Graphing the pitch (frequency) of a sound

Amy B picture Amy B · Jan 16, 2011 · Viewed 34.6k times · Source

I want to plot the pitch of a sound into a graph.

Currently I can plot the amplitude. The graph below is created by the data returned by getUnscaledAmplitude():

alt text

AudioInputStream audioInputStream = AudioSystem.getAudioInputStream(new BufferedInputStream(new FileInputStream(file)));
byte[] bytes = new byte[(int) (audioInputStream.getFrameLength()) * (audioInputStream.getFormat().getFrameSize())];
audioInputStream.read(bytes);

// Get amplitude values for each audio channel in an array.
graphData = type.getUnscaledAmplitude(bytes, 1);


public int[][] getUnscaledAmplitude(byte[] eightBitByteArray, int nbChannels)
{
    int[][] toReturn = new int[nbChannels][eightBitByteArray.length / (2 * nbChannels)];
    int index = 0;

    for (int audioByte = 0; audioByte < eightBitByteArray.length;)
    {
        for (int channel = 0; channel < nbChannels; channel++)
        {
            // Do the byte to sample conversion.
            int low = (int) eightBitByteArray[audioByte];
            audioByte++;
            int high = (int) eightBitByteArray[audioByte];
            audioByte++;
            int sample = (high << 8) + (low & 0x00ff);

            toReturn[channel][index] = sample;
        }
        index++;
    }

    return toReturn;
}

But I need to show the audio's pitch, not amplitude. Fast Fourier transform appears to get the pitch, but it needs to know more variables than the raw bytes I have, and is very complex and mathematical.
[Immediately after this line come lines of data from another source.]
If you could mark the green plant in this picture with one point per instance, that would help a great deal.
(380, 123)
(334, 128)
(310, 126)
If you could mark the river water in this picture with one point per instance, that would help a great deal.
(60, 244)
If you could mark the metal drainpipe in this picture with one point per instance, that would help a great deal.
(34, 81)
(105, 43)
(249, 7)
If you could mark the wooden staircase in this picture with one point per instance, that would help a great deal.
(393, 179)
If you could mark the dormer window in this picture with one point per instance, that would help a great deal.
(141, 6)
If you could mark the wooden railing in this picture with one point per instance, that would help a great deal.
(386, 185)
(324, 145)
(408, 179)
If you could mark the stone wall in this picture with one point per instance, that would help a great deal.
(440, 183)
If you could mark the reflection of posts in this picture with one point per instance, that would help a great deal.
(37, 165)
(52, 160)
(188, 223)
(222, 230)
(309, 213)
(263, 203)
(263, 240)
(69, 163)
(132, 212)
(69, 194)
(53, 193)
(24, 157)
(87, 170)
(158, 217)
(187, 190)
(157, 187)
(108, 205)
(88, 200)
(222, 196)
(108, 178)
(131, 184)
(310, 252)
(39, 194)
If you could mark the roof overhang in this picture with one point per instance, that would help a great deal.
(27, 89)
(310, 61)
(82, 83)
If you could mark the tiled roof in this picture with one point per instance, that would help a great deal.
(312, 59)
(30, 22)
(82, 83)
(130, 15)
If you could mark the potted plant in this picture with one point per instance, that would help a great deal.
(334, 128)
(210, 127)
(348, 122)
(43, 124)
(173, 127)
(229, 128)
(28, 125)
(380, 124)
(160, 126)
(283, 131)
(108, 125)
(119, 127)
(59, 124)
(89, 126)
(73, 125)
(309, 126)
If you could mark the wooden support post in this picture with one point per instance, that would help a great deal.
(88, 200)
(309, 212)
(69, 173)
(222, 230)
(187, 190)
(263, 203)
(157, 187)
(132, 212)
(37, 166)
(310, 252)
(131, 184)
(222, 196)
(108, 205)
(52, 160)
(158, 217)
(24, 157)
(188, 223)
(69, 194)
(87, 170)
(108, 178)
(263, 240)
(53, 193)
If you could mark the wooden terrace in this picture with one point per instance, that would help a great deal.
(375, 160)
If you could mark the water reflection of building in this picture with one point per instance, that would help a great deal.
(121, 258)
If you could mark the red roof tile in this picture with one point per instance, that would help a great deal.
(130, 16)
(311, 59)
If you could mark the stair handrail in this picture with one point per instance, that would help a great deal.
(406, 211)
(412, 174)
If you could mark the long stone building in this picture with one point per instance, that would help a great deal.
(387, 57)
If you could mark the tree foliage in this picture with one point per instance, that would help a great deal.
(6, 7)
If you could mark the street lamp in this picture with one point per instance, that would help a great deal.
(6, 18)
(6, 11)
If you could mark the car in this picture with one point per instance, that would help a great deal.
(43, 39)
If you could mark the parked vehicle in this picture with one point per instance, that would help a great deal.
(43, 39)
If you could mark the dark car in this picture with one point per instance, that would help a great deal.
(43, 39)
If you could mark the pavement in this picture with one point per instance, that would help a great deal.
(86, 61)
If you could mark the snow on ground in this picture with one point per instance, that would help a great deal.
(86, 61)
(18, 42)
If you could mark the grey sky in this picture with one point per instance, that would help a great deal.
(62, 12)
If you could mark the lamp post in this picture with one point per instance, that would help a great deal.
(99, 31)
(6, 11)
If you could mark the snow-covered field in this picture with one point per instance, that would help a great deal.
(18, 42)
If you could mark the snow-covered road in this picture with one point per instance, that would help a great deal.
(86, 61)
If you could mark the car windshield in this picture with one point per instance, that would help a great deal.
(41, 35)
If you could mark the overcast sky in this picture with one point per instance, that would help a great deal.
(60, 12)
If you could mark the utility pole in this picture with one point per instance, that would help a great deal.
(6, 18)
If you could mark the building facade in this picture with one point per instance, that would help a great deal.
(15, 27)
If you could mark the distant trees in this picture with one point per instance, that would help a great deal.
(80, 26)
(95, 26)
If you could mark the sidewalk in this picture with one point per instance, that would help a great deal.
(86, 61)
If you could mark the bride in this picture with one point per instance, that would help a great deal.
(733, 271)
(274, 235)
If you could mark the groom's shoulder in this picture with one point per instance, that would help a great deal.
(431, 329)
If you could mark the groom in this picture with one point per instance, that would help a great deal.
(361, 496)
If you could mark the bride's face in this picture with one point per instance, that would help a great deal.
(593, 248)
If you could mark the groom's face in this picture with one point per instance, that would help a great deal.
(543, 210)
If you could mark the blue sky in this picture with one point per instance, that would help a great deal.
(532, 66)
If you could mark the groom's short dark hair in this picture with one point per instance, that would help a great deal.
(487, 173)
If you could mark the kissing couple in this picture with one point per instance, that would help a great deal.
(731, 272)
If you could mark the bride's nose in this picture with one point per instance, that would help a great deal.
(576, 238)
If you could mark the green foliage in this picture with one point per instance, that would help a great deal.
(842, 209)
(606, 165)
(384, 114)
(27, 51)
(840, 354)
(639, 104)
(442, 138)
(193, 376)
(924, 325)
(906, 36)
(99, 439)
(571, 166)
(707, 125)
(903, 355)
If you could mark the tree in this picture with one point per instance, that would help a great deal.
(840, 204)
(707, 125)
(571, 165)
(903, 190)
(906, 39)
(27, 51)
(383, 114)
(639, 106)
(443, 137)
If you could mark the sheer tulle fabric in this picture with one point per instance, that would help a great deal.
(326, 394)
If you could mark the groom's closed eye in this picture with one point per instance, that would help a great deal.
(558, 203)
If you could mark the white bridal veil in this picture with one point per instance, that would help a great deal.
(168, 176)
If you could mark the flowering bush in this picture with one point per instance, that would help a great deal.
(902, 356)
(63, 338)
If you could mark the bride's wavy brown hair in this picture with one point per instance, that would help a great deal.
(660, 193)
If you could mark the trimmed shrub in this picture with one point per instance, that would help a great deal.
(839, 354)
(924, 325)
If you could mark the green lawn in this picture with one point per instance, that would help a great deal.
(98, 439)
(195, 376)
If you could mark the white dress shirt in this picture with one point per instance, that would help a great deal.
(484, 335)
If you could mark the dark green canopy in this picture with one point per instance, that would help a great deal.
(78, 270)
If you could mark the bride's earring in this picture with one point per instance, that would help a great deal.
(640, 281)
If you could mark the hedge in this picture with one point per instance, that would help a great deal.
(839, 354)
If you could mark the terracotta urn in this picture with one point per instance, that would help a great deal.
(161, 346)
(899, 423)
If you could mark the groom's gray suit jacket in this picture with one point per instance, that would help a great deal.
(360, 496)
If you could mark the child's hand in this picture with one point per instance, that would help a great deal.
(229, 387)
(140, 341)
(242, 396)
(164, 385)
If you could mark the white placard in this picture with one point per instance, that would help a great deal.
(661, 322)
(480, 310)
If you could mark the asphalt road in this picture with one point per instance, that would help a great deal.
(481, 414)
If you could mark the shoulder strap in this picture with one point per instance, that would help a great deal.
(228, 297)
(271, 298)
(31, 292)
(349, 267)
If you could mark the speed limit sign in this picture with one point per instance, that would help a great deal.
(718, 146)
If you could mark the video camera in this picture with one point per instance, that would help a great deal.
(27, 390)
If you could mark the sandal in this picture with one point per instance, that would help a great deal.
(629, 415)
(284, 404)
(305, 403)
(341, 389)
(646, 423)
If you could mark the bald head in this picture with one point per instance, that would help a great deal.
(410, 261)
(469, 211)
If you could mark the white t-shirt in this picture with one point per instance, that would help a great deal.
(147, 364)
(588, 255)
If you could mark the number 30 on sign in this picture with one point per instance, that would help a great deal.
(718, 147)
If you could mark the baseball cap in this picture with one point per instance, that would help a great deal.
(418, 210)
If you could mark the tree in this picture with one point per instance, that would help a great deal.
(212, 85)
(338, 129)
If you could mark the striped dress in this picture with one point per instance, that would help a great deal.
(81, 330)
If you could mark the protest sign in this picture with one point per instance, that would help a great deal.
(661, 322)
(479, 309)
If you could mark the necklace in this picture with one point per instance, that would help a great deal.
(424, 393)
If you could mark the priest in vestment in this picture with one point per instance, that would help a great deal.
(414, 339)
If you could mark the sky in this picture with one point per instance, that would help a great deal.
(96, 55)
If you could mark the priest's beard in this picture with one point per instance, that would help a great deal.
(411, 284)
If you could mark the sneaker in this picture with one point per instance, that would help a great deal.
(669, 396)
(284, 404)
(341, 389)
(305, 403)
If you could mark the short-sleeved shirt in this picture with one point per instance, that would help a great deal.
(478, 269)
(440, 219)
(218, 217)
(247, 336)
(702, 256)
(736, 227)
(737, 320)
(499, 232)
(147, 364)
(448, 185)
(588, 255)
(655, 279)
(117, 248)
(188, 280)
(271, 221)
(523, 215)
Is there a way I can do this?

Answer

Oliver Charlesworth picture Oliver Charlesworth · Jan 17, 2011

Frequency (an objective metric) is not the same as pitch (a subjective quantity). In general, pitch detection is a very tricky problem.

Assuming you just want to graph the frequency response for now, you have little choice but to use the FFT, as it is THE method to obtain the frequency response of time-domain data. (Well, there are other methods, such as the discrete cosine transform, but they're just as tricky to implement, and more tricky to interpret).

If you're struggling with the implementation of the FFT, note that it's really just an efficient algorithm for calculating the discrete Fourier transform (DFT); see http://en.wikipedia.org/wiki/Discrete_Fourier_transform. The basic DFT algorithm is much easier (just two nested loops), but runs a lot slower (O(N^2) rather than O(N log N)).

If you wish to do anything more complex than simply plotting frequency content (like pitch detection, or windowing (as others have suggested)), I'm afraid you are going to have learn what the maths means.